President Obama is in the midst of a long-overdue trip to the continent of Africa. Starting in Dakar, Senegal, he’ll next travel to South Africa before finishing up in Tanzania. Because of the Supreme Court’s recent ruling against the Defense of Marriage Act (DOMA), the issue of gay equality has suddenly been thrust front and center.
Take the example of Senegal, where homosexuality is a criminal offense. In a joint press conference with President Obama, President Macky Sall said, “We are not ready to decriminalize homosexuality” but that fact “does not mean we’re all homophobic…we are tolerant.”
Differing views on the definiton of “tolerance” aside, here are five things you probably don’t know about homosexuality in (certain parts of) Africa.

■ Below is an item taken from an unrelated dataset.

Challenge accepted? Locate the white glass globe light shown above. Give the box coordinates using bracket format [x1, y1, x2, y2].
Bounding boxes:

Hopefully you already knew that, but it’s worth reminding those who still refer to Africa more as a single, homogeneous country than as the extremely heterogeneous continent that it is. Containing 54 – 56 countries (depending on whether you count the Western Sahel and Somaliland as countries) and over one billion people, Africa is home to hundreds of active languages, remarkable ethnic diversity, and unbelievable geographic diversity.
No one lumps together the United States, Canada, Mexico, and all of Europe together as one entity. Let’s not do it to the African continent either.
In two-thirds of African countries, it’s a crime to be gay, according to a timely report from Amnesty International.
The penalties vary by country. In South Sudan, “carnal intercourse against the order of nature” can land you in jail for 10 years, while in Burundi, you’d just be subject to a fine of 100,000 francs (about $70). In Nigeria, a bill currently being debated would hold “accomplices” who assist gay couples liable, too, with a sentence of up to five years in prison.
Uganda (where I am now, incidentally) has one of the most anti-gay governments in Africa. In 2009 (and again in 2012), a bill was introduced that “would impose the death penalty for ‘aggravated homosexuality’, and would impose life imprisonment for the ‘offence of homosexuality’, for attempting to commit ‘aggravated homosexuality’ and for entering into a same-sex marriage.” (In case you’re curious, “aggravated homosexuality” is being caught three times in same-sex sexual conduct or having same-sex sexual contact while HIV-positive.) The bill has not passed, but not for lack of trying.
As the Amnesty International report outlines, other areas under Sharia law — Mauritania and parts of Nigeria, Sudan, and Somalia — also have the death penalty in place.
South Africa banned discrimination based on sexual orientation in 1996 — the first country in the world to do so in its constitution — and passed a bill allowing same-sex marriage in 2006. It was the fifth country in the world to do so, and the first in Africa.
Also, it’s instructive to note that South Africa has allowed gays to openly serve in the militarysince 1998 — a few months after DOMA was signed into law by President Clinton.
We’re used to seeing attitudes on homosexuality soften over time in Western nations, with our generation being typically more accepting of homosexuality than our parents’ or grandparents’ generations.
According to the Pew Research Center’s June 2013 “The Global Divide on Homosexuality,” which surveyed 39 countries around the world, that’s far from uniform.
Two in Africa, Uganda and Nigeria, have Boomer generations that are more accepting of homosexuality than their Millennial generations. The chart includes all of the countries in Africa surveyed in the report with adequate data, and it isn’t missing anything. Nigeria’s millennial population was surveyed at 0% accepting of homosexuality*.
*The survey’s margin of error in Nigeria and Uganda was, respectively, 4.0% and 4.3%, so don’t take these figures as gospel. They’re meant more for illustration.
Again, from the Amnesty International report, which quotes Dr. Basile Ndijo, a senior academic at the University of Douala in Cameroon:
“From a historical perspective, prior to colonialism, which fundamentally changed the sexual imagination and practices in Africa, most African traditional societies were characterized by their sexual tolerance and openness. Contrary to received ideas, what Western colonialization brought into African colonies was homophobia and not homosexuality, which was part of a variety of social practices. The colonial administration only extended through anti-sodomy laws the moralistic view of the church, which perceived same-sex relationships as an expression of cultural primitivism and then encouraged African natives to move towards the so-called modern sexuality; that is, exclusive heterosexuality.”
Monocausal explanations are boring and usually wrong, and this shouldn’t be construed as one. Many other factors come into play, and it’s a complicated topic. Still, it seems fair to say that Western influence is part of the reason why anti-gay attitudes are so prevalent in much of the African continent
This also is not meant to excuse intolerance — merely to provide some historical context to present-day concerns.